In the Netherlands, one dose of five grams of medical marijuana is estimated to cost €30 versus €125 for the same amount in Germany.
A post shared by Growholistic (@growholistic) on Oct 12, 2017 at 8:35am PDT
Making it easier for patients
In the past year alone, nearly 170 kilograms of medical marijuana have been imported into Germany. Already in 2016, Spektrum Cannabis, formerly known as MedCann Gmbh, began bringing dry cannabis flowers from Canada into Germany. Once in the country, they led quality control checks at their laboratories and distributed it to pharmacies.
“We were the first ones to start the party here,” says CEO Dr. Pierre Debs from his office near Heidelberg. “We can buy and import from any country that has a federal cannabis agency.
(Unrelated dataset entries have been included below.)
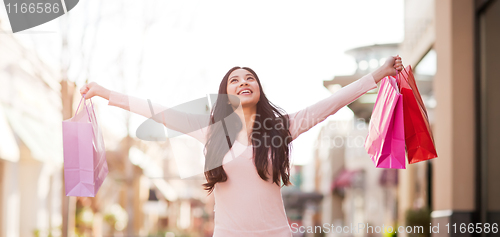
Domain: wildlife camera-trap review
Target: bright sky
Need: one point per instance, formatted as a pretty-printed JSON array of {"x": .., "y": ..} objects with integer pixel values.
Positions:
[{"x": 292, "y": 45}]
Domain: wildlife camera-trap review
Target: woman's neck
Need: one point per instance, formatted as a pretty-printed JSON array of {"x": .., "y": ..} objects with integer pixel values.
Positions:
[{"x": 248, "y": 117}]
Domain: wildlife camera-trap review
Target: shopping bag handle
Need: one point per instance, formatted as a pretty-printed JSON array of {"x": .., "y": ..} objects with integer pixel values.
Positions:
[{"x": 86, "y": 108}]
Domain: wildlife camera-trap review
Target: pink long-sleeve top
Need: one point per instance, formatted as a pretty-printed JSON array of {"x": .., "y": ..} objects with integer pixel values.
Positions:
[{"x": 246, "y": 205}]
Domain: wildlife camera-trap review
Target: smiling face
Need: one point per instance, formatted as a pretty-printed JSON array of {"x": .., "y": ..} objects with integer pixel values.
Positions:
[{"x": 244, "y": 85}]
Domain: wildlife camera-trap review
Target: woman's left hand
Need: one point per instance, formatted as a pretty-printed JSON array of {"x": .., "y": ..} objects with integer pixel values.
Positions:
[{"x": 393, "y": 65}]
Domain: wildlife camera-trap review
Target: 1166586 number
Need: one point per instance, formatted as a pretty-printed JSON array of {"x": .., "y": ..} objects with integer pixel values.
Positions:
[
  {"x": 33, "y": 8},
  {"x": 473, "y": 228}
]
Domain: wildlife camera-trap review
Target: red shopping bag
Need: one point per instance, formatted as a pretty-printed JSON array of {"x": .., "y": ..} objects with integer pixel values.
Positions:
[
  {"x": 385, "y": 142},
  {"x": 85, "y": 166},
  {"x": 418, "y": 135}
]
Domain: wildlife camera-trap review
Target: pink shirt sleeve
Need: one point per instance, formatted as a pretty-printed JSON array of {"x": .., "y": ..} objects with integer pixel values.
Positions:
[
  {"x": 307, "y": 118},
  {"x": 194, "y": 125}
]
If Germany starts producing cannabis and it’s available for us to buy and distribute, then why not?”
Before cannabis can be widely grown and distributed in Germany though, attitudes have to change toward it, says Will. “Most people in Germany still think that cannabis is part of the Schmuddelecke,” she says, using the colloquial German word for a “dirty place.”
Advocating for a change against this attitude, hundreds of activists, business people, politicians and even a couple policemen gathered for the Hanfverband’s first cannabis conference on November 3rd to the 4th in Berlin. The conference was filled with panels discussing the need to legalize cannabis – and how doing so would reduce taboos of it as a medicine.
One attendee, Frankfurt-based Marguerite Arnold, creator of MedPayRx – a blockchain-based health application that is intended to help patients legally access and afford cannabis and other drugs. Expected to launch next year, the startup has already snagged a second place finish at the Maintech Summit at the Frankfurt School of Finance and Management and CannaTech in London in October.
“If sick people who take cannabis can better manage their conditions starting with chronic pain or diabetes or epilepsy,” says Arnold, “this will be a huge win for public health insurance companies, if not the economy.”
“Not to mention people’s lives beyond that.”